With that in mind, Newton explained that they created “one digital identity certificate that works across all blockchains so you don’t have to revalidate across every chain”.
He continued:
“One of the things about the way we built the solution with identity not stored on the blockchain, is that one identity certificate can work across every blockchain you work on. As we start to go into a world where we see that most people will be operating on more than one public or private blockchain, we see that this provides more flexibility than a siloed identity system that requires you to re-verify yourself.”
In the future, users will be able to utilize a single certificate across all the chains they work on, verifying their identity when and where it is needed.
Acceptable certificates
During the identity workshop at Consensus 2016, Newton, who first presented this new product, explained that trying to create an entirely new certificate program is incredibly difficult.

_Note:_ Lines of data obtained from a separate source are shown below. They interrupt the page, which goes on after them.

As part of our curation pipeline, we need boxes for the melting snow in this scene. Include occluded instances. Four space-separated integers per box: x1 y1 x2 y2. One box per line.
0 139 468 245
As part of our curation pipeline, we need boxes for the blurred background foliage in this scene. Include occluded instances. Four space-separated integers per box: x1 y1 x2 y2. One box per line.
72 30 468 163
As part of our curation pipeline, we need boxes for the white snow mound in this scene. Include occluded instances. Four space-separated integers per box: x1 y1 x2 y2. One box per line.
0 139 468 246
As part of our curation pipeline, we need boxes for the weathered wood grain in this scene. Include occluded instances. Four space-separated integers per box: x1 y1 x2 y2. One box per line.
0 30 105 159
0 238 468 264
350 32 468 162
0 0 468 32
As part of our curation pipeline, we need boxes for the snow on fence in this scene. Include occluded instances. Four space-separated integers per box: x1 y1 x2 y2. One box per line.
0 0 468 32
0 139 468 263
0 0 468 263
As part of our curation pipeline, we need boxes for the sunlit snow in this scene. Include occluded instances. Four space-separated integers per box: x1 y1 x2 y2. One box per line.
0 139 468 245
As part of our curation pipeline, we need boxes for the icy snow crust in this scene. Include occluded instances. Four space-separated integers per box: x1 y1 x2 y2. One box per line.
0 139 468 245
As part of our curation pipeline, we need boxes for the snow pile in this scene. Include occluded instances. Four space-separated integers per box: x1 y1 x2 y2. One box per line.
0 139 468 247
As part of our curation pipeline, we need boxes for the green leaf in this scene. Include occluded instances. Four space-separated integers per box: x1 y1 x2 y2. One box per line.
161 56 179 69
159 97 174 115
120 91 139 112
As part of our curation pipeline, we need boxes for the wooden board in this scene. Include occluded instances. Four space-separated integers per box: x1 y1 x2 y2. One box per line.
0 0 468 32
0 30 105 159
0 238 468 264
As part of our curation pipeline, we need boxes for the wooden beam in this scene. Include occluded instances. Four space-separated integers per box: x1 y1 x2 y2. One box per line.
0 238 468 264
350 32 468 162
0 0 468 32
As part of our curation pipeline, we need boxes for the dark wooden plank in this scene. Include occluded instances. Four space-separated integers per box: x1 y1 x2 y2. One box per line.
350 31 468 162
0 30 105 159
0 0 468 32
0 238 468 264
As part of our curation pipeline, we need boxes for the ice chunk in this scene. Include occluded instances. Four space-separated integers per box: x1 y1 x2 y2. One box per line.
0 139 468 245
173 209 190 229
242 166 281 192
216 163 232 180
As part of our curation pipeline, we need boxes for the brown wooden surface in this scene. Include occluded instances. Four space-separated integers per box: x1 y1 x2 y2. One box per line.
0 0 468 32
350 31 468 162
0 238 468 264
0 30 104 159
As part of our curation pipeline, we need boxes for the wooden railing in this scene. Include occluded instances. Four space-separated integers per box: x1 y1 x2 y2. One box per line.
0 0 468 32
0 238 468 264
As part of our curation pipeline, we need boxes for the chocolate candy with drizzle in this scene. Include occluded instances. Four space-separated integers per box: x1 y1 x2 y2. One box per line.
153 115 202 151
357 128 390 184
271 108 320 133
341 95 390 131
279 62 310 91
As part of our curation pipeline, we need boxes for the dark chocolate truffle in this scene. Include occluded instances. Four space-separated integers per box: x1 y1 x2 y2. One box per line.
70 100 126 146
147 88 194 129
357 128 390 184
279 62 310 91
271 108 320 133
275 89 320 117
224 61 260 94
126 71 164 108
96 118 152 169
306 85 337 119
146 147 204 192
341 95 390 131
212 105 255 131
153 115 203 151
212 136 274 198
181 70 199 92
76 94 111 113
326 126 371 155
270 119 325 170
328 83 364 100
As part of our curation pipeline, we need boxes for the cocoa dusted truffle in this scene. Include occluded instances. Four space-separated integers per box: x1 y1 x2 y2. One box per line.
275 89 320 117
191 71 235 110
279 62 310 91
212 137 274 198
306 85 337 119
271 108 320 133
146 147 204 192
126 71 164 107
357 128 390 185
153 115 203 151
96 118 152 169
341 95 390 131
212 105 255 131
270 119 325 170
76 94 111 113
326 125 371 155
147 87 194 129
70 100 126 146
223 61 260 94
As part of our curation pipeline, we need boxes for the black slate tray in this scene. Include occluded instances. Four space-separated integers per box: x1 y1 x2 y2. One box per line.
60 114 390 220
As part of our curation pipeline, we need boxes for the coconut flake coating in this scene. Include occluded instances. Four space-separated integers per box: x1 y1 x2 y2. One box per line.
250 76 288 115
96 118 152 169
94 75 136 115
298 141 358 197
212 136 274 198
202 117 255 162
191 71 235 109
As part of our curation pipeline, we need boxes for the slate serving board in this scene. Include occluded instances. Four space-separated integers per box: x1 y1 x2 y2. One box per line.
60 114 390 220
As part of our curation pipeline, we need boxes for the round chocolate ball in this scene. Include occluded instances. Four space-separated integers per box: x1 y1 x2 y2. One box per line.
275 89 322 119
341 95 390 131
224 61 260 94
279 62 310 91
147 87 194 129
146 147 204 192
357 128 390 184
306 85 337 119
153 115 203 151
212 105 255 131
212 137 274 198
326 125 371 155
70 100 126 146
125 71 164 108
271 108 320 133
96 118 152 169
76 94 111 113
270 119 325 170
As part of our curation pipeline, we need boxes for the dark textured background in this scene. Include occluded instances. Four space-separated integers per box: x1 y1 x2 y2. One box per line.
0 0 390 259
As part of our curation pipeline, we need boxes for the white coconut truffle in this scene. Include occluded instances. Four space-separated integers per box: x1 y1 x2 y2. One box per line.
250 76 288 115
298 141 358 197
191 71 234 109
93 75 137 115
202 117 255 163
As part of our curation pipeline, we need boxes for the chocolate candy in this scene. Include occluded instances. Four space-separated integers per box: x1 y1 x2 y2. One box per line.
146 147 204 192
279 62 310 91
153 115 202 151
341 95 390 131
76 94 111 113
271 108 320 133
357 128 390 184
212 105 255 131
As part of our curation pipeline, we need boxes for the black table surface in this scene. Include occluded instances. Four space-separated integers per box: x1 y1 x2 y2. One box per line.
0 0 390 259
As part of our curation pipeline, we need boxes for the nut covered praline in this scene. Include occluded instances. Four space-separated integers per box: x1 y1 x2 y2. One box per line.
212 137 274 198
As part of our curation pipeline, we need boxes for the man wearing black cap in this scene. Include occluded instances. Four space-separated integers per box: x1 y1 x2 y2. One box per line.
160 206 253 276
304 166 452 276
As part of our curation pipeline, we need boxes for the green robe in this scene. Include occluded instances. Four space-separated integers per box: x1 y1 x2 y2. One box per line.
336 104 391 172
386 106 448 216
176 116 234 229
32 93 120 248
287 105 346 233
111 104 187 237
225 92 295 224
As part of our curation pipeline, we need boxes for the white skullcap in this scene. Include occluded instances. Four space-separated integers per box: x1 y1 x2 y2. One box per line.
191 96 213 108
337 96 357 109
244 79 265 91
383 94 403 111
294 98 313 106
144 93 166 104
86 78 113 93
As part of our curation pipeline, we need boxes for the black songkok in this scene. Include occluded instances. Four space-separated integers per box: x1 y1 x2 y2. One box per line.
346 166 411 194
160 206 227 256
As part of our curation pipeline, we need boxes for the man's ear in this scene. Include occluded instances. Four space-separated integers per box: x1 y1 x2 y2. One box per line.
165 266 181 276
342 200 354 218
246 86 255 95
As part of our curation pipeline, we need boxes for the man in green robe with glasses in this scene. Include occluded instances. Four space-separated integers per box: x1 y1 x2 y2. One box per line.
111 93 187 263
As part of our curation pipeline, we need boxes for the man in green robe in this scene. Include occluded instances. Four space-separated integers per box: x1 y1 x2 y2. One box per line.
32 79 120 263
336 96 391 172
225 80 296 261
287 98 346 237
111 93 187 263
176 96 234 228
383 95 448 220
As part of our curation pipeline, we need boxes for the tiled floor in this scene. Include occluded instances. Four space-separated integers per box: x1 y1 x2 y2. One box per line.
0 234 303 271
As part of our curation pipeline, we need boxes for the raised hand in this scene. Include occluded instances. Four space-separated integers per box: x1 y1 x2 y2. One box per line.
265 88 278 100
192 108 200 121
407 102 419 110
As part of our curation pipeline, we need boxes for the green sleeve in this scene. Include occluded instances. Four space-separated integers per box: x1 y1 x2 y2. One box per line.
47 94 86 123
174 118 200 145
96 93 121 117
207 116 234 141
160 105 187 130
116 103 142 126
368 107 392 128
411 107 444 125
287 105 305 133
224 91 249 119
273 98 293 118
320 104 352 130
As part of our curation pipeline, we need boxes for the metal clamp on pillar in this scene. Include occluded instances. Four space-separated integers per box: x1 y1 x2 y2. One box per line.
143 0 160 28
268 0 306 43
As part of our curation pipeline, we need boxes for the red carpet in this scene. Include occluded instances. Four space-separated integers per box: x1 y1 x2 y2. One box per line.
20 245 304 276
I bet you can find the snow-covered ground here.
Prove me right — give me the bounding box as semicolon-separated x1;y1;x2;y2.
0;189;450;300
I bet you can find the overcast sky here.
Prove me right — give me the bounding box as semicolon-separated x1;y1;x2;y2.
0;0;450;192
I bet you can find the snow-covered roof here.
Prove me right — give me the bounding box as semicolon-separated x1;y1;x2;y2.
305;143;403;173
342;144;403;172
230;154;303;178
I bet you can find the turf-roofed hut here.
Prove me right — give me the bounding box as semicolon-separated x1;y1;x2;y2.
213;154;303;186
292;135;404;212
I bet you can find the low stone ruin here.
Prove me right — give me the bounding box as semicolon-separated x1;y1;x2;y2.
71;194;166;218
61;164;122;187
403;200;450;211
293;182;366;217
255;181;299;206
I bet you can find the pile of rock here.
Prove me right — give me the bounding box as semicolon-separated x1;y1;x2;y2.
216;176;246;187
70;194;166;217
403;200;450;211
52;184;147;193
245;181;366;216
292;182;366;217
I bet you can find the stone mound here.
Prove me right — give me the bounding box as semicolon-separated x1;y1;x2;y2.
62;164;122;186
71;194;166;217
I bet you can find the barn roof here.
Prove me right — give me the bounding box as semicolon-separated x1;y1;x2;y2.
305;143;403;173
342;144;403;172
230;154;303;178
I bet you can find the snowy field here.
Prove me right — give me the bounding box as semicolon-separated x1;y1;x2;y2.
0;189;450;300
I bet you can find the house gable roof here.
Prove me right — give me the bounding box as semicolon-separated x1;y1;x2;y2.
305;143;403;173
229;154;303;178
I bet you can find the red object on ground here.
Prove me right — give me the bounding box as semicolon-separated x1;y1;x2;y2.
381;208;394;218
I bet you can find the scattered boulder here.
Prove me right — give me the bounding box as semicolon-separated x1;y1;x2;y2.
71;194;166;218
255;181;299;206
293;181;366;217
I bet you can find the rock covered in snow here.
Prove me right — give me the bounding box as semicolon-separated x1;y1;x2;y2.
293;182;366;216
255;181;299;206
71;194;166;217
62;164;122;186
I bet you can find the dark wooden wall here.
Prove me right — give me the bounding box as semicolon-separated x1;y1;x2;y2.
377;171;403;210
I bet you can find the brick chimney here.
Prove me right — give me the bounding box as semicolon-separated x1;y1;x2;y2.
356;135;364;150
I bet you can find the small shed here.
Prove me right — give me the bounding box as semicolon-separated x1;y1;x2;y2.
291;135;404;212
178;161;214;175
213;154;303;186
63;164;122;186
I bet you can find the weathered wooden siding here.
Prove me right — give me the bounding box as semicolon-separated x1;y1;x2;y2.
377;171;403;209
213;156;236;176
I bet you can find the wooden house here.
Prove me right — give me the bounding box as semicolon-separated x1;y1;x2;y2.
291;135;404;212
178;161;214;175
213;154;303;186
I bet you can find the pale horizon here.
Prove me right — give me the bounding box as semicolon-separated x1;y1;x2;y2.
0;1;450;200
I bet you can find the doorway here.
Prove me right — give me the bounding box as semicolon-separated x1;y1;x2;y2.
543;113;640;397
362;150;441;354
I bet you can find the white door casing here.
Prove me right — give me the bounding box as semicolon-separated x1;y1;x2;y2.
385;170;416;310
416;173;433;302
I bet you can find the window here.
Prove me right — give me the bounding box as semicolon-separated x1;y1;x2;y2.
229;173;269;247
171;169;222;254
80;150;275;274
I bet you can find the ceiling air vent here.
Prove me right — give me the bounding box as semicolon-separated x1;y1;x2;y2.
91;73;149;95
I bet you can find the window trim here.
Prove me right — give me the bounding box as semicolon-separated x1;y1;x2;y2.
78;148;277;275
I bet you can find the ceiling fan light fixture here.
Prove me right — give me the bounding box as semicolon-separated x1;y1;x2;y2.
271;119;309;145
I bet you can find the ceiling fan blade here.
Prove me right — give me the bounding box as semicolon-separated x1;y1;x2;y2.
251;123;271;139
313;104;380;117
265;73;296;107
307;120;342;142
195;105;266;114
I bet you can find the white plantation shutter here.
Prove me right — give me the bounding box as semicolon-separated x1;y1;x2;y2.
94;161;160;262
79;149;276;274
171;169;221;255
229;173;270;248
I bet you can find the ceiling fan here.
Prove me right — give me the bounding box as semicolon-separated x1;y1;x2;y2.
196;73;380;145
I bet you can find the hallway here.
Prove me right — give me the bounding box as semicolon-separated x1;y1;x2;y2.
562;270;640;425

“You can’t walk into a government office and just tell them to get rid of their ID system and trust you,” he explained.
Recognizing this, Netki opted to go with the Federal Bridge Certification Authority that is already widely understood and accepted worldwide.
“One of the other things is we leveraged an existing digital identity standard that actually has legal basis and case law behind it. That has been enshrined in some international treaties. This is already an internationally recognized form of digital identity,” Newton said.
According to a white paper published by Entrust, “the bridge CA provides trust paths between principal Certification Authorities for trust domain PKIs [public key infrastructures]”.
In the case of the Federal Bridge, “it does not provide a root of trust, but instead links together existing trust infrastructures”.
By building on top of the Federal Bridge CA, MSBs don’t have to worry about whether the certificate provided by Netki is acceptable from a regulatory perspective because they already have years of experience using it for their businesses.
While Newton couldn’t yet offer a precise cost for the certificate, he did suggest that the two-year certificate for validated identity wouldn’t be cost prohibitive for individuals or their MSBs.
“In most cases, where a MSB is involved, we anticipate that the cost won’t show up as a direct cost for the consumer. Since it’s only needed for transactions over $3,000, if you look at the cost, it could be comparable to one wire transfer fee, and the certificate can be used for all transactions for the following two years,” he said.
Netki is pushing toward launching a pilot in the next couple of months and Newton expects that the full product will be available to all consumers by the end of 2016.